Examples of linear groups

1. The group O(1) is the Group {1, -1} under multiplication. (Think of it as 1 × 1 matrices.) The group SO(1) is trivial.

2. The group SO(2) is the set of all rotations about the origin in R².

   Proof
   Look at the effect of applying an element of SO(2) to the standard basis.
   
   
   Remark

   We can consider SO(2) as (say) a unit circle in C by identifying the rotation by an angle θ with the complex number e^{θ i}.
   
   

3. The group O(2) is the set of all rotations about 0 together with reflections in straight lines through 0.

   Proof
   As above, look at the effect of applying an element of O(2) to the standard basis.
   
   
   Remarks

   1. The rotations in O(2) correspond to matrices with determinant +1, while the reflections correspond to those elements with determinant -1. Because the product of two matrices with determinant -1 has determinant +1, it follows that composing two reflections gives us a rotation.

      

   2. We can think of O(2) as a union of two circles, one corresponding to the rotations which are in SO(2) as above, and the other corresponding to the angle the "mirror" line makes with some fixed direction.
      
      
      
   
   
4. The group SO(3) is the groups of all rotations about straight lines through 0 in R³.

   Proof
   [This result is non-trivial.
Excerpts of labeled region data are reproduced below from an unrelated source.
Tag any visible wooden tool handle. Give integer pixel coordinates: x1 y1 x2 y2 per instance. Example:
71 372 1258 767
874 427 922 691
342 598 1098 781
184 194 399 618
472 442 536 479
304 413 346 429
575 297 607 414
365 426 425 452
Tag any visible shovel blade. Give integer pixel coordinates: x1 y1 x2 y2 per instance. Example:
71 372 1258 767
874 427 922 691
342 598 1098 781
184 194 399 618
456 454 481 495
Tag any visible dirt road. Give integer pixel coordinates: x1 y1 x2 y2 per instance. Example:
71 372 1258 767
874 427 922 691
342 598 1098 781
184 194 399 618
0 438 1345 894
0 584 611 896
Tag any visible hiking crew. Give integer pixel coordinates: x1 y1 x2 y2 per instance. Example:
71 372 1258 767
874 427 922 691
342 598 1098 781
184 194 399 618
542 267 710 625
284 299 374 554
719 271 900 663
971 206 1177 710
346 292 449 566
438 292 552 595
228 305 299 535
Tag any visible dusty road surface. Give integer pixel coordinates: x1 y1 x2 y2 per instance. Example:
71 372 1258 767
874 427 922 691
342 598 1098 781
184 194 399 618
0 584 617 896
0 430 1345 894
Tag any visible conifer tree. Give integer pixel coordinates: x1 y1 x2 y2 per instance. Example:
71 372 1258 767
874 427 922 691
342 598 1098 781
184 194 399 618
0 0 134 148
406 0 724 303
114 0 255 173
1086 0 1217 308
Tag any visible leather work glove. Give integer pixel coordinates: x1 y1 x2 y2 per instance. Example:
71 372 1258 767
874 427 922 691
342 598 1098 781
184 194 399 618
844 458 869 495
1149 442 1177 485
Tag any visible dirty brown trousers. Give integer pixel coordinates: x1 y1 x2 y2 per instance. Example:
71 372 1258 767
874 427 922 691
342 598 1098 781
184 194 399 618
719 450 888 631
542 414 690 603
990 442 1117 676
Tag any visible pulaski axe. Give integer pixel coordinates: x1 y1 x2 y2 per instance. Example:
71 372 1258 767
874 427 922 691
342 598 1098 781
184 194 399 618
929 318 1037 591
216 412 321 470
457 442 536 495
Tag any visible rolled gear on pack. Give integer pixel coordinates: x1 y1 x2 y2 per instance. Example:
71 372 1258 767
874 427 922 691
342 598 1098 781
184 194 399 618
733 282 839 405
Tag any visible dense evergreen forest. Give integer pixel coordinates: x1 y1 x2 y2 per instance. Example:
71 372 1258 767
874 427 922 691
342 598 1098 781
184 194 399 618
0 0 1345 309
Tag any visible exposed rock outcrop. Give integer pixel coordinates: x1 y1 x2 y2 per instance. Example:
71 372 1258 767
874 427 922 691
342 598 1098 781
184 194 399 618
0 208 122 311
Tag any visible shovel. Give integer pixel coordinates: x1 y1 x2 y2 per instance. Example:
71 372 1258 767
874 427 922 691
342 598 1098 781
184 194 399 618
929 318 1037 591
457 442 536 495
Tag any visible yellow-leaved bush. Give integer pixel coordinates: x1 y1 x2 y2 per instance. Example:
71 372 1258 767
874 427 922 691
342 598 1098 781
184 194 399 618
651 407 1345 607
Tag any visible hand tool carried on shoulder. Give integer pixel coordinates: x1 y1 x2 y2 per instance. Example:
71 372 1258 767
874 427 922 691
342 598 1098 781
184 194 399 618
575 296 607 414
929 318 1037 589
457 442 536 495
In particular it is not obvious that the product of two rotations about lines in R³ is a rotation about some line in R³ and indeed, given two such rotations, it can be hard to spot which line their composite rotates around. The proof involves some linear algebra theory.]

   First note that for any matrix, the determinant is the product of the eigenvalues. To see this, reduce the matrix A to row-echelon form R using a change of basis. Then R = BAB^-1 with B the change of basis matrix. Then det(A) = det(R) and the entries on the diagonal of R are the eigenvalues.
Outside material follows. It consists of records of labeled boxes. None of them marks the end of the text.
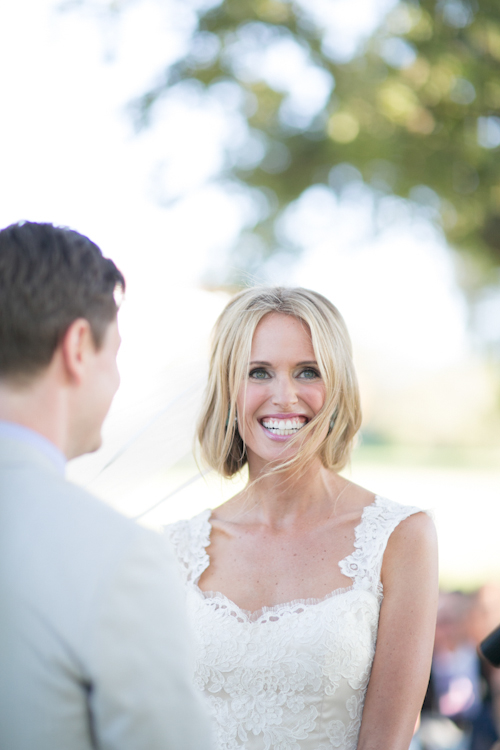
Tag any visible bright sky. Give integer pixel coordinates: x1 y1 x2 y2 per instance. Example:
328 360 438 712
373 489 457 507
0 0 467 408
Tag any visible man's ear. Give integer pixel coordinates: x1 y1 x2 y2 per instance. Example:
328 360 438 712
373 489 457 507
60 318 95 384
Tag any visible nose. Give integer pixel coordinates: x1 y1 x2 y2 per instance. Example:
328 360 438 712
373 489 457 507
271 374 299 409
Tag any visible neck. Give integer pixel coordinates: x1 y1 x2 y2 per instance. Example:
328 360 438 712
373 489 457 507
0 375 71 458
244 458 348 527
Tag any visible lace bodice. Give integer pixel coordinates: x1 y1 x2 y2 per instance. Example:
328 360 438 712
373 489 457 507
166 497 420 750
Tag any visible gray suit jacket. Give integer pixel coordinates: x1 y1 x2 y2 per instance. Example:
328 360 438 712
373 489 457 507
0 439 210 750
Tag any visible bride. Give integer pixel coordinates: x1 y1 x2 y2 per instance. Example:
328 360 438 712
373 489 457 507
166 287 437 750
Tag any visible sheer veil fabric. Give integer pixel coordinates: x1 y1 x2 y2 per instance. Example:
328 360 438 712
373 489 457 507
165 497 426 750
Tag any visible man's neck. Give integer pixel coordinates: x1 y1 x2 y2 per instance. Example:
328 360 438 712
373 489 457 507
0 377 67 455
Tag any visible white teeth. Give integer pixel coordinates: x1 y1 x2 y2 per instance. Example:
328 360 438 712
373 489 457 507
262 419 306 435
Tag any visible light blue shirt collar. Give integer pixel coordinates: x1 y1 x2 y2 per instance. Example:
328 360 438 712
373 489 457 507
0 420 67 475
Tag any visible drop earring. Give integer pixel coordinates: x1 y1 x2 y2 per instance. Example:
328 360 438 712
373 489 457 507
226 407 238 427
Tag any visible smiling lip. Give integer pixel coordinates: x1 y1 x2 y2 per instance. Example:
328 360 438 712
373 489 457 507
259 413 309 442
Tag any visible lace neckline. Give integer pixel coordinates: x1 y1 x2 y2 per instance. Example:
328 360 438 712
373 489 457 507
192 495 383 622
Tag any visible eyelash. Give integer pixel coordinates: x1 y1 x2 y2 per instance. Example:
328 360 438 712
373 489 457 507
249 367 321 380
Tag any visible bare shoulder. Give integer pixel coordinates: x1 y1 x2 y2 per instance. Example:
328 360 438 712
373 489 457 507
382 511 437 583
387 510 436 549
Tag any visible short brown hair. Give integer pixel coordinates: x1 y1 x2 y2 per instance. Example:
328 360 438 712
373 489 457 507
197 287 361 477
0 222 125 378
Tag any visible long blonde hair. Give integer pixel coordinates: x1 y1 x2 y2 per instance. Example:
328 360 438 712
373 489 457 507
197 287 361 477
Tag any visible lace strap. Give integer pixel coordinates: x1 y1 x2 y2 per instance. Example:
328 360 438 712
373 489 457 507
163 509 212 583
339 495 426 595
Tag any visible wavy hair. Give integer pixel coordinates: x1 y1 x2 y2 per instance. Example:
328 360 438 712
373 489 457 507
197 287 361 477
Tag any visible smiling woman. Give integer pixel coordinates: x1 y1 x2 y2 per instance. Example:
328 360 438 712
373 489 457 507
166 288 437 750
198 287 361 477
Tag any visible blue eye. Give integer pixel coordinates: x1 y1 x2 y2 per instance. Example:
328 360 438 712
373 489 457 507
299 367 321 380
249 367 269 380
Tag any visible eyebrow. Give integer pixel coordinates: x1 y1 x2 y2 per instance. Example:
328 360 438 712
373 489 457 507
250 359 318 367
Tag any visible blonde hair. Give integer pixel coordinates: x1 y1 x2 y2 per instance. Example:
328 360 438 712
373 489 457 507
197 287 361 477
   Any 3 × 3 matrix has a real eigenvalue λ since the polynomial you have to solve to find the eigenvalues is a cubic and any cubic has a real root.
   Since the transformation is length preserving we must have λ = ±1.
   If the other eigenvalues are real too, they must also be ±1 and since their product is +1, one of the eigenvalues is +1.
   If the other eigenvalues are non-real, they are complex conjugate to one another and so their product is positive. So the real eigenvalue is +1.
   Thus in either case, the transformation T has a fixed vector a with T(a) = +1a. (This is called an axis.)
   In the plane perpendicular to a, vectors in this plane are mapped into this plane (since angles are preserved) and so the transformation acts like an element of SO(2) and it is therefore rotation by some angle about the axis a.
   
   
   Remark

   One may get a "picture" of SO(3) as follows.
   Represent a rotation by an angle θ (radians) about a unit vector a by a vector of length θ in the direction of a.
   Then every rotation is represented by a unique point in a solid ball of radius π (except that since rotation by π about a is the same as rotation by π about -a, one must "identify" opposite points on the boundary of the ball).
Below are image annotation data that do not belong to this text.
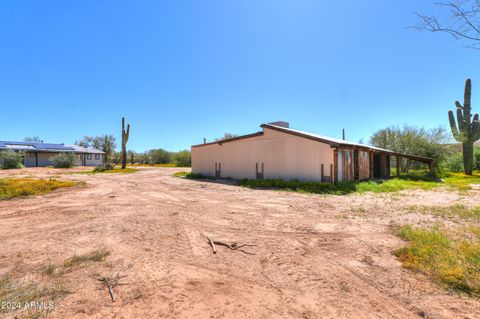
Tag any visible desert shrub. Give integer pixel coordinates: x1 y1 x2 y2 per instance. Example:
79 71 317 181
0 150 23 169
93 163 115 172
50 153 75 168
395 226 480 295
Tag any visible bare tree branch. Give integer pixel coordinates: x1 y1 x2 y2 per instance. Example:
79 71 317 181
413 0 480 49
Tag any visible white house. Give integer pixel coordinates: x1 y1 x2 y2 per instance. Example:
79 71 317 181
0 141 105 167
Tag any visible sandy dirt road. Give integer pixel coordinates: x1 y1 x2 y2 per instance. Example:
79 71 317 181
0 168 480 318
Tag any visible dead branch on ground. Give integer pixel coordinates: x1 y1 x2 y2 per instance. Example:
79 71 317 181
98 273 127 302
207 237 256 255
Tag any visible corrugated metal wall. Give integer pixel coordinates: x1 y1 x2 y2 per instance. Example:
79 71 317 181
192 128 333 181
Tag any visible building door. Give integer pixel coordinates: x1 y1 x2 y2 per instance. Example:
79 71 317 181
255 163 265 179
373 154 382 178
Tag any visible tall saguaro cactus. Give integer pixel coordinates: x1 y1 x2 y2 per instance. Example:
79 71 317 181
122 116 130 169
448 79 480 175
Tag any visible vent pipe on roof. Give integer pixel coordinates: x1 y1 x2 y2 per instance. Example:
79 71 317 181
268 121 290 128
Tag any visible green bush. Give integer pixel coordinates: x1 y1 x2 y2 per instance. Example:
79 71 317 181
93 163 115 172
444 153 464 173
0 150 23 169
50 153 76 168
172 151 192 167
395 225 480 296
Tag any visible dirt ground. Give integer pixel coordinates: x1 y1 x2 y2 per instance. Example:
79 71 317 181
0 168 480 318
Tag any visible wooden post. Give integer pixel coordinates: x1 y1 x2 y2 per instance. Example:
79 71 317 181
369 152 374 179
395 155 401 177
428 160 436 178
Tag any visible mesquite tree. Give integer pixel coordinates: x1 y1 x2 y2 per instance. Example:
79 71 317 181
448 79 480 175
122 116 130 169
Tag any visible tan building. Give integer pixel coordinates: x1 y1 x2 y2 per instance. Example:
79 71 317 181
192 122 433 182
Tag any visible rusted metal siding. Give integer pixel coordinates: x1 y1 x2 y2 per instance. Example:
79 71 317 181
338 149 355 181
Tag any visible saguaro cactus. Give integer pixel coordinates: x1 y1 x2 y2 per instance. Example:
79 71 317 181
448 79 480 175
122 116 130 169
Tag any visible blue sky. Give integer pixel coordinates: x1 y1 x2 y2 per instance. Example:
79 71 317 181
0 0 480 151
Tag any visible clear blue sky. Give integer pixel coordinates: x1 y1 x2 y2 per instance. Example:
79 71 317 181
0 0 480 151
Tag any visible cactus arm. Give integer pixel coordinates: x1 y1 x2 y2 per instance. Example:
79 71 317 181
472 121 480 142
471 113 480 142
448 111 460 142
457 102 465 134
463 79 472 115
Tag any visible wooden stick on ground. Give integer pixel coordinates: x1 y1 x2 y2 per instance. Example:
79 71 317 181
207 237 217 254
98 273 127 302
207 237 256 255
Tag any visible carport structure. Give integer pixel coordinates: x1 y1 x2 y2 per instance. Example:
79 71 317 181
192 121 435 183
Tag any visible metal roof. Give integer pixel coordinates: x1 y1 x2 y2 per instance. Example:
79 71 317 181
260 124 433 163
0 141 104 154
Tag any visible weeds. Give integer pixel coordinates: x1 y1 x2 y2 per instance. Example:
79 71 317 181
395 226 480 296
238 178 439 195
173 172 213 179
0 178 79 199
80 167 138 175
0 275 70 318
408 204 480 221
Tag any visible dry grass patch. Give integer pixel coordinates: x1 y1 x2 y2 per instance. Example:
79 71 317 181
0 275 70 318
63 249 110 268
408 204 480 221
0 178 79 199
395 226 480 297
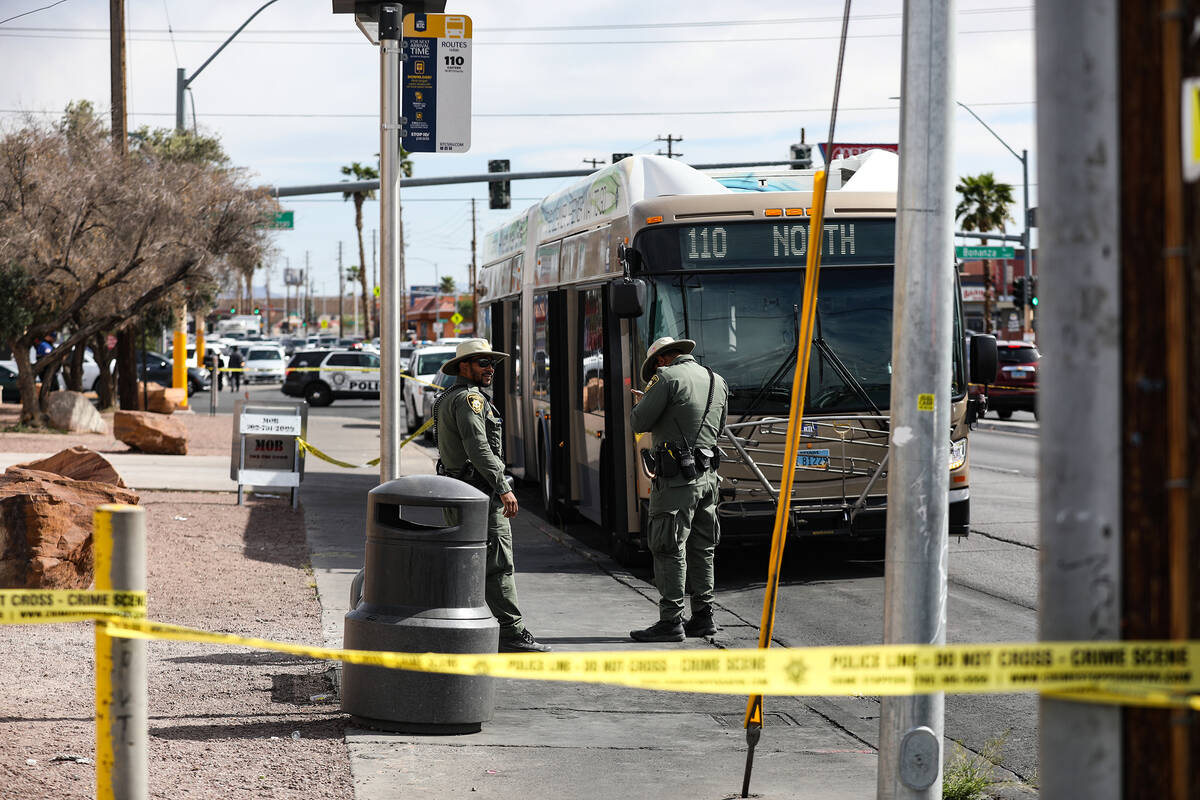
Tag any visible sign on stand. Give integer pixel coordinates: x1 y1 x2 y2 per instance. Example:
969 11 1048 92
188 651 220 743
400 14 472 152
229 399 308 509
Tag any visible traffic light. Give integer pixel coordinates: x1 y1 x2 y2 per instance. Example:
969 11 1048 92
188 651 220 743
487 158 512 209
792 142 812 169
1013 275 1026 308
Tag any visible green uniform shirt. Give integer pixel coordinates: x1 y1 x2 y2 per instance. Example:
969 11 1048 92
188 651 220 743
436 375 511 497
630 355 730 486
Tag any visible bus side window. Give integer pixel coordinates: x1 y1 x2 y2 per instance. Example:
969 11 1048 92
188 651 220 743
580 287 604 414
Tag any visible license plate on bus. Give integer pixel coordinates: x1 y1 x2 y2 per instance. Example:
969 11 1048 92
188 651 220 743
796 450 829 469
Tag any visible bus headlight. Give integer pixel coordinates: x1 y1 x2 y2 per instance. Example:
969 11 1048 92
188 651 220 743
950 439 967 471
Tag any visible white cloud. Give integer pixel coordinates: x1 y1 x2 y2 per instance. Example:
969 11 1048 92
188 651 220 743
0 0 1036 293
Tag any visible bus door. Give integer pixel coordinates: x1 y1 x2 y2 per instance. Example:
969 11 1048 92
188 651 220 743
571 287 611 525
504 295 529 479
529 290 571 515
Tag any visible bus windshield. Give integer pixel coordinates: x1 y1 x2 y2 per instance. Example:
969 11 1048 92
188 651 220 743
638 266 907 415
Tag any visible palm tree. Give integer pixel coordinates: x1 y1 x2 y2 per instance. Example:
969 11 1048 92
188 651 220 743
342 148 413 338
954 173 1013 333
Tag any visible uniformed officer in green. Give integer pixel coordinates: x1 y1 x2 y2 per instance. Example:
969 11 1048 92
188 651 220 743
629 336 730 642
433 339 550 652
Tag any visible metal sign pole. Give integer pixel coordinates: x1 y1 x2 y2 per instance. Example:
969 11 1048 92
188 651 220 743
379 4 404 482
876 0 954 800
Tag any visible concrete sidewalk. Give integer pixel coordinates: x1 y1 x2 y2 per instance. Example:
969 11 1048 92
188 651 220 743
288 417 877 800
0 416 877 800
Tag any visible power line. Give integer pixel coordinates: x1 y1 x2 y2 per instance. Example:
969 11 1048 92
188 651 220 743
0 100 1033 120
0 7 1033 34
0 28 1033 47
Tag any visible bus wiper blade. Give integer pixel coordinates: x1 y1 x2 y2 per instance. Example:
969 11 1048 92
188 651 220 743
812 336 883 416
738 303 800 422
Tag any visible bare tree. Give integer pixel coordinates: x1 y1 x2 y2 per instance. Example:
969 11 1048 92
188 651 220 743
0 107 276 425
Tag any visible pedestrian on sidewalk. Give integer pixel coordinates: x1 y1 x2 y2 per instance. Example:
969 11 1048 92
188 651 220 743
629 336 730 642
229 348 246 391
433 339 550 652
204 348 224 391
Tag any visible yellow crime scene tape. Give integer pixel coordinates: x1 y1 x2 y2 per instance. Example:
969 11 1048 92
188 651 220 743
296 419 433 469
0 589 1200 709
0 589 146 625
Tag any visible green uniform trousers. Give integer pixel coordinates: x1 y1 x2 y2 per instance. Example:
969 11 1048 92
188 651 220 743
647 473 721 622
484 498 524 638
5. The group O(3) consists of all rotations about axes through 0 in R³ together with reflections in planes through 0 in R³ as well as rotatory reflections which consist of a rotation about an axis a followed by reflection in the plane through 0 perpendicular to a.

   Proof
   See Exercises 2 Question 1
   
   
   Remark

   Note that the different cases can be separated by their fixed point sets (points for which T(x) = x).
   

   1. A rotation has a 1-dimensional fixed point set (a line),
      
   2. A reflection has a 2-dimensional fixed point set (a plane),
      
   3. A rotatory reflection has a 0-dimensional fixed point set (a point).